Enlaces de accesibilidad

Cuba

"¡No más oxígeno a la dictadura!", exigen artistas y activistas cubanos

El gobernante cubano Miguel Díaz-Canel junto al general Raúl Castro presiden el desfile del 1ro de Mayo en la plaza cívica José Martí, de La Habana. ( AP/Ramón Espinosa)

"Por un cambio real en Cuba: ¡No más oxígeno a la dictadura!", se titula una petición que han lanzado artistas y activistas cubanos en la plataforma Change.org.

La curadora de arte Anamely Ramos González; la editora y activista de Justicia 11J, Salomé García Bacallao; el activista del proyecto Yucabyte, Norges Rodríguez; el opositor exiliado, Esteban Rodríguez, el activista Albert Fonseca, la activista Betty Gerra Perdomo, el activista Pedro López Mesa, la periodista Camila Acosta Rodríguez, el escritor Ángel Santiesteban Prats, las curadoras de Arte, Carolina Barrero y Claudia Genlui Hidalgo, el rapero Eliexer Márquez Duany (El Funky), el activista Luis Alberto Mariño Fernández, la artista Camila Ramírez Lobón, la escritora Katherine Bisquet, la activista Saily González Velázquez, la cineasta Yaima Pardo La Red, la opositora Iliana Hernández Cardosa, y los proyectos CubaSpaces y la Asociación Cubano-Vasca Demokrazia Kubarentzat, entre otros, han firmado la petición que alerta que "dar dinero a la dictadura ahora mismo es sumamente irresponsable."

Los firmantes, autodenominados como nueva generación de la disidencia, alertan de los intereses ocultos de quienes abogan por un acercamiento entre Washington y La Habana y aseguran que un deshielo con Estados Unidos solo alargará la agonía del pueblo cubano y los perpetuará a ellos en el poder.

La petición considera que las sanciones coordinadas a nivel internacional pueden ayudar al pueblo de Cuba a librarse de sus opresores.
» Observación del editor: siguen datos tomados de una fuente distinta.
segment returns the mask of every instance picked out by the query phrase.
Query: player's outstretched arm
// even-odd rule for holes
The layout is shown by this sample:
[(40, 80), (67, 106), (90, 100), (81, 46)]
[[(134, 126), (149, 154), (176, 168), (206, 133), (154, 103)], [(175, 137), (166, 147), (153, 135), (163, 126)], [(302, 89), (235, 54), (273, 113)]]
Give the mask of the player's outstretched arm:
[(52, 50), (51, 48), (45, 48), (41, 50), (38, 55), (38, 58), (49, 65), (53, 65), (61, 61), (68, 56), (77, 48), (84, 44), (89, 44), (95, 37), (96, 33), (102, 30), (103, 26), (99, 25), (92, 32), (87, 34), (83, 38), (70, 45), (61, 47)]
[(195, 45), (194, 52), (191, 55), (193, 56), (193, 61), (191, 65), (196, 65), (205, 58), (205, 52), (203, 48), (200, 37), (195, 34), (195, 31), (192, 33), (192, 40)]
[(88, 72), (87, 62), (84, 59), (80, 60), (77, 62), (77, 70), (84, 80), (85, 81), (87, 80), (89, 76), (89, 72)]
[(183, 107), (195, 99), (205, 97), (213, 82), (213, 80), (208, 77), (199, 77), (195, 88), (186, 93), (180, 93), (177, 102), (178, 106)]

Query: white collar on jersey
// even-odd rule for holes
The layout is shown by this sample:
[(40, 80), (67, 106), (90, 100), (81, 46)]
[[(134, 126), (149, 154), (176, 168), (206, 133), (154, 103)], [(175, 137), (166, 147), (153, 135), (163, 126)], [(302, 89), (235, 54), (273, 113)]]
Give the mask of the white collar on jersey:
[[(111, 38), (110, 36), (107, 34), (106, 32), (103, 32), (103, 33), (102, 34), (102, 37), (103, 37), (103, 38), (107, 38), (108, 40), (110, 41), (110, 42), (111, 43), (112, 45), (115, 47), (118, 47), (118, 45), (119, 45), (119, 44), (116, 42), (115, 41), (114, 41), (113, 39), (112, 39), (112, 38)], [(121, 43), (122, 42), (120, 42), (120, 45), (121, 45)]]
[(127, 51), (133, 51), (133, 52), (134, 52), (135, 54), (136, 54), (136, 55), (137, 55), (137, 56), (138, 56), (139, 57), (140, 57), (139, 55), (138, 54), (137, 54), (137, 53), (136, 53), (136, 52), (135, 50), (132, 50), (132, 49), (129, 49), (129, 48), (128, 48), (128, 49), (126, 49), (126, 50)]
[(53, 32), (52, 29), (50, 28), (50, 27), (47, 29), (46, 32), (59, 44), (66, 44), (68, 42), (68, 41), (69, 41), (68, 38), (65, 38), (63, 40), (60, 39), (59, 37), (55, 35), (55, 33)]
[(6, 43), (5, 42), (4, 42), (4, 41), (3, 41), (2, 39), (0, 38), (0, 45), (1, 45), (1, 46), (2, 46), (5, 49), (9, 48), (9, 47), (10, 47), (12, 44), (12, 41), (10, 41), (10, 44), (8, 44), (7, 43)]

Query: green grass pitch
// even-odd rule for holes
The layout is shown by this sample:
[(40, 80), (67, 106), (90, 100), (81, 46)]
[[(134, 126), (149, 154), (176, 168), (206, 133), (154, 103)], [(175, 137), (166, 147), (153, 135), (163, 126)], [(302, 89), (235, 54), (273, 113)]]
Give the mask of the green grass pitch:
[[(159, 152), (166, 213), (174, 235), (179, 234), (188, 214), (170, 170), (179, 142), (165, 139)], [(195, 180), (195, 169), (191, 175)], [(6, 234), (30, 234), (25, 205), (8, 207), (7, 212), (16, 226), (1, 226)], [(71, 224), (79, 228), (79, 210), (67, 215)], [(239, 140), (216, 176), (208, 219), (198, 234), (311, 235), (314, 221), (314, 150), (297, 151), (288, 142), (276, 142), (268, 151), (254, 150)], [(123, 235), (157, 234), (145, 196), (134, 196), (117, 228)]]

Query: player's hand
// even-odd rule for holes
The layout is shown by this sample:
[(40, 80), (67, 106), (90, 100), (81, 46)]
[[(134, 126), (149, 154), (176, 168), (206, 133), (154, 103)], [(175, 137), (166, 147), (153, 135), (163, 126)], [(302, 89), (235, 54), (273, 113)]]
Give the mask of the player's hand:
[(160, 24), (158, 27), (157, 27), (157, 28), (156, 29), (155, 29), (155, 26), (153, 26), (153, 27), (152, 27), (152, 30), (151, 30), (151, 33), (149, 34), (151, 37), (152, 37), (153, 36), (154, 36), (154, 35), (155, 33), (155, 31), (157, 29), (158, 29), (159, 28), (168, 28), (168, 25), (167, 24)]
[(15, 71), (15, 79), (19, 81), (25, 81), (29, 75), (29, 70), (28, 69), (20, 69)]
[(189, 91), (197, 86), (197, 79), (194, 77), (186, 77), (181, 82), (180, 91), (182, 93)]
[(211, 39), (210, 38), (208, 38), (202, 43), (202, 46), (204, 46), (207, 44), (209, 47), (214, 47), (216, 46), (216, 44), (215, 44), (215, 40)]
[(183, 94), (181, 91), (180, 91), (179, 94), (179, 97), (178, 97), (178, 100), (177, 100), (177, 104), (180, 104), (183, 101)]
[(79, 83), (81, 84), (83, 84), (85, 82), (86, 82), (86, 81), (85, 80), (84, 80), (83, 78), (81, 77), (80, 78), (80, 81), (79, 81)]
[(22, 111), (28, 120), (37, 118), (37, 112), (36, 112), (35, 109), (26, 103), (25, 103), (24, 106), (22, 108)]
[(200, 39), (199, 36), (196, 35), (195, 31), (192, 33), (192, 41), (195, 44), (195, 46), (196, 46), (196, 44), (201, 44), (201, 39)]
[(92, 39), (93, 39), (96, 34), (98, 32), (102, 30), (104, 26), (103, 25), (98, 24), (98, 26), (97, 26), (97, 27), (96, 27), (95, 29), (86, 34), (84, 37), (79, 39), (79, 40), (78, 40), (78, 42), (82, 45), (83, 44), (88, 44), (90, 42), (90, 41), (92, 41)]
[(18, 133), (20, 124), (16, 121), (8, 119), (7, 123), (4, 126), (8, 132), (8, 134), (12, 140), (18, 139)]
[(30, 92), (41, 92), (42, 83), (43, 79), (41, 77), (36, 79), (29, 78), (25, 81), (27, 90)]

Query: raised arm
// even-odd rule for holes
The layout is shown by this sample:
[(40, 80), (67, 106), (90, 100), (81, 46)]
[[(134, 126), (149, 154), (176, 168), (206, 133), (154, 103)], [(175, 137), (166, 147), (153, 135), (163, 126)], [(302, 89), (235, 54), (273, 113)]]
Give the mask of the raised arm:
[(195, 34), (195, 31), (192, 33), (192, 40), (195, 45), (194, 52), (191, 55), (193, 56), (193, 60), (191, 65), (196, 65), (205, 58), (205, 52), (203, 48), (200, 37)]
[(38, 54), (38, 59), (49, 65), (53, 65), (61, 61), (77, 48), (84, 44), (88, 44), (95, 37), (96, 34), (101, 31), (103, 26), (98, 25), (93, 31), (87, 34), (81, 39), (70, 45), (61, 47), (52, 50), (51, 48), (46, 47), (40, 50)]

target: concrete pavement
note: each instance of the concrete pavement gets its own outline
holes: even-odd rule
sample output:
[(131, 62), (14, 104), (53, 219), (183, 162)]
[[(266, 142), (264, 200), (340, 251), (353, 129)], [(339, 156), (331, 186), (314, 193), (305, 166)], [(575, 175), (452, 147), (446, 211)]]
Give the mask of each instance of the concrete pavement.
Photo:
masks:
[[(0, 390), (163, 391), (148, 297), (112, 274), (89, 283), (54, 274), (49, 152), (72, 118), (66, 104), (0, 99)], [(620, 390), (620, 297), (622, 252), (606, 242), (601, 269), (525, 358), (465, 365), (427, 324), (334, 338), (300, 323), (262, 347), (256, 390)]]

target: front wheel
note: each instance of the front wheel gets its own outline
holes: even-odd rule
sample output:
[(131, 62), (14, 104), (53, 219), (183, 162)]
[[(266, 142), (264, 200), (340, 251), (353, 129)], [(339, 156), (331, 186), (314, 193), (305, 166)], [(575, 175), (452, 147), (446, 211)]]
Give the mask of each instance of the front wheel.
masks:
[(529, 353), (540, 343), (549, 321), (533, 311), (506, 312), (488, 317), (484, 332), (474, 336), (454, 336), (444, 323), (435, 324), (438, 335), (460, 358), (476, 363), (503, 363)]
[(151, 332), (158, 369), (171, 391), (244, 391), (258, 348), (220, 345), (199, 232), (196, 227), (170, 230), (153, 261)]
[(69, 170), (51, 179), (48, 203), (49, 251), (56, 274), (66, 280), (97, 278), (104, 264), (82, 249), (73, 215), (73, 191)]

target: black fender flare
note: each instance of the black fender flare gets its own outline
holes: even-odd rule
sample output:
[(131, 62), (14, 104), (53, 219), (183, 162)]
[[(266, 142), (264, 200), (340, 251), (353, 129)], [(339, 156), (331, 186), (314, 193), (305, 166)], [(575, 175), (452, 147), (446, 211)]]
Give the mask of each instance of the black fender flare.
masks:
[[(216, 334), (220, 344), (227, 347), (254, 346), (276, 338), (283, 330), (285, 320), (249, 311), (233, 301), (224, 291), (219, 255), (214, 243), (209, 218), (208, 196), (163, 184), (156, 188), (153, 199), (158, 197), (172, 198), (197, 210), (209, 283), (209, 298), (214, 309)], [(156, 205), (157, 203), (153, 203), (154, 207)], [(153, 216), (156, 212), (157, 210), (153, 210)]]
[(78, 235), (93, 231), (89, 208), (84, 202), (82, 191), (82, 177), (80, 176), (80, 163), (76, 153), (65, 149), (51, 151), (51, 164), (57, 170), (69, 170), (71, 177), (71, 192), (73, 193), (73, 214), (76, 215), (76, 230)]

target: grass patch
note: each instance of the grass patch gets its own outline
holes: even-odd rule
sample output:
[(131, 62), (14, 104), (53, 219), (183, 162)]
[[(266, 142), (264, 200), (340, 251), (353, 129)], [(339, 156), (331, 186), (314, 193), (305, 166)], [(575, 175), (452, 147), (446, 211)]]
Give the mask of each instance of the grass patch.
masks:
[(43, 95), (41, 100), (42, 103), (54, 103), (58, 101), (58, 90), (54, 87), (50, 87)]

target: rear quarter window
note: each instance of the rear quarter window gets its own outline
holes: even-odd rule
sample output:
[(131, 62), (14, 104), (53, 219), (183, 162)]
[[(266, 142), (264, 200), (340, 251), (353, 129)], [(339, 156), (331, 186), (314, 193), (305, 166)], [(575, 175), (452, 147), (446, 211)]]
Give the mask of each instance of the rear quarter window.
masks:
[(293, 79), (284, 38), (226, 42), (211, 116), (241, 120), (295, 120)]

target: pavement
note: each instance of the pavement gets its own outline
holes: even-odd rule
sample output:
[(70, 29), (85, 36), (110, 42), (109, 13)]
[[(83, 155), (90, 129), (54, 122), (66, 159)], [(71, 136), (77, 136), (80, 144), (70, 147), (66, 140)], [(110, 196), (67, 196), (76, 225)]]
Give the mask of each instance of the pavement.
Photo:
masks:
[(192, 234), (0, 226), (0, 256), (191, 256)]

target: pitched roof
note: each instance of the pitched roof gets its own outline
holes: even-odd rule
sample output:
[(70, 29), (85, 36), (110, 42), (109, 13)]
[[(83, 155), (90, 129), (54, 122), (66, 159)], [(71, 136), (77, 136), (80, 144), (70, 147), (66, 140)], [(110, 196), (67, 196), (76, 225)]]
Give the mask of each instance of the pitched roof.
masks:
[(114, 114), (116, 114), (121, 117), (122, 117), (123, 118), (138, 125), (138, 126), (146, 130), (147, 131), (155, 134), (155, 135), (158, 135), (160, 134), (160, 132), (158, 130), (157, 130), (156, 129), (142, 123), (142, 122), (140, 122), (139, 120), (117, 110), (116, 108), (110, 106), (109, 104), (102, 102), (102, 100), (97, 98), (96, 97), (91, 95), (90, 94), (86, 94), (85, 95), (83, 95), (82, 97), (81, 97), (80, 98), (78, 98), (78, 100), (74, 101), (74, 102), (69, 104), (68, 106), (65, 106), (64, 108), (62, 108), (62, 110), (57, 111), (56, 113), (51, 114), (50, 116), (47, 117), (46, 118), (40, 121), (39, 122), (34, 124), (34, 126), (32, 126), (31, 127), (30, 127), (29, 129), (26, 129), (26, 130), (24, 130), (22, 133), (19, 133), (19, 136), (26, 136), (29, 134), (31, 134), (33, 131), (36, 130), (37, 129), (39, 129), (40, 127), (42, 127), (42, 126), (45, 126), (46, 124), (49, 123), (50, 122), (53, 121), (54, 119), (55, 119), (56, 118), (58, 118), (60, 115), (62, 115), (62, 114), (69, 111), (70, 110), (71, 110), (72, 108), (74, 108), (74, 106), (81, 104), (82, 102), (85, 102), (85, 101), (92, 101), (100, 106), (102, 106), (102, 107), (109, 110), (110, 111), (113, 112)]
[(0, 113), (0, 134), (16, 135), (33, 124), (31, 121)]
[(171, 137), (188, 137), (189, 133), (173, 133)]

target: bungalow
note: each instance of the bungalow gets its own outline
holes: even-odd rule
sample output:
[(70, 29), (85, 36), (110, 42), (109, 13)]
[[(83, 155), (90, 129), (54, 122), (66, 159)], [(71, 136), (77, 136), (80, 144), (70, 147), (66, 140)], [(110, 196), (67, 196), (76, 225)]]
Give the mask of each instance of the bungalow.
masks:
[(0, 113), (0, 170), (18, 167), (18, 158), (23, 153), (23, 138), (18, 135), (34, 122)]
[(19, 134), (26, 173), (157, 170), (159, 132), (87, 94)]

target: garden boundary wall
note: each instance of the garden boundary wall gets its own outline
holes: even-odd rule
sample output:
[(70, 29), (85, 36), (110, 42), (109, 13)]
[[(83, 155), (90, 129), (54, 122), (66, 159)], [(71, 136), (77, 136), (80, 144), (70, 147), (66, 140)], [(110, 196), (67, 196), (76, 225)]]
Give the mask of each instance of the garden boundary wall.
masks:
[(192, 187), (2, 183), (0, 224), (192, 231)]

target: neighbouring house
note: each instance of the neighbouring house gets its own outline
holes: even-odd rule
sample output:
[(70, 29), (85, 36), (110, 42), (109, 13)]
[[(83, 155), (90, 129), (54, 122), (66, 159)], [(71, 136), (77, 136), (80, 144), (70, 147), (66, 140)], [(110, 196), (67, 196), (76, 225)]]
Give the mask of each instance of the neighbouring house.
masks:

El martes, Estados Unidos anunció que continúa comunicándose con el gobierno de Cuba con respecto a las consecuencias humanitarias y ambientales en evolución, tanto del huracán Ian como del incendio del 5 de agosto en Matanzas. Un vocero del Departamento de Estado, en un correo electrónico a Radio Televisión Martí, señaló, sin añadir detalles, que la administración del presidente Joe Biden está evaluando las formas en que puede continuar apoyando al pueblo cubano, de conformidad con las leyes y reglamentos de los Estados Unidos.

El pedido, respaldado por cientos de firmantes, recuerda que "recientemente la prensa norteamericana ha dado realce al pedido de ayuda que Cuba ha hecho a Estados Unidos" y afirma que es necesario que esta solicitud no sea vista como gesto de buena voluntad de Cuba, sino como "la desesperada acción de la dictadura para perpetuarse, una dictadura que tal vez esté ensayando formas menos soberbias hacia afuera, pero que hacia adentro muestra en este minuto su cara más cruel e irracional. Ayudar al régimen de La Habana seria como ayudar al régimen de Putin, ni más ni menos".

A continuación reproducimos la declaración

Por un cambio real en Cuba: ¡No más oxígeno a la dictadura!

Los cubanos vuelven a tomar las calles para exigir sus derechos. Desde el estallido social del 11 de julio del 2021, la ciudadanía es consciente de la efectividad que tiene este método de manifestación pública para reclamarles a los funcionarios del gobierno demandas concretas, de las que no queda exceptuada la demanda fundamental de libertad. Eso queremos dejarlo claro: el pueblo de Cuba sabe cuál es el origen de sus males, sabe que para tener una vida digna y a largo plazo hay que sacar al régimen totalitario que lleva más de 63 años en el poder y construir todo de nuevo. Los catalizadores de las protestas en cada caso pueden ser diversos, pero hay que verlas todas como un proceso de rebelión constante que prende y se apaga, solo aparentemente, por la represión que no cesa.

La Dictadura tiene un sistema represivo que se ha perfeccionado por décadas y al que dedican mucho del dinero que entra al país. Las hileras de patrullas que se han visto en las calles estos días muestran la militarización extrema de las ciudades cubanas y los recursos que se destinan a ello, lo que echa por tierra esa imagen lastimera que el régimen quiere vender al mundo para recaudar fondos.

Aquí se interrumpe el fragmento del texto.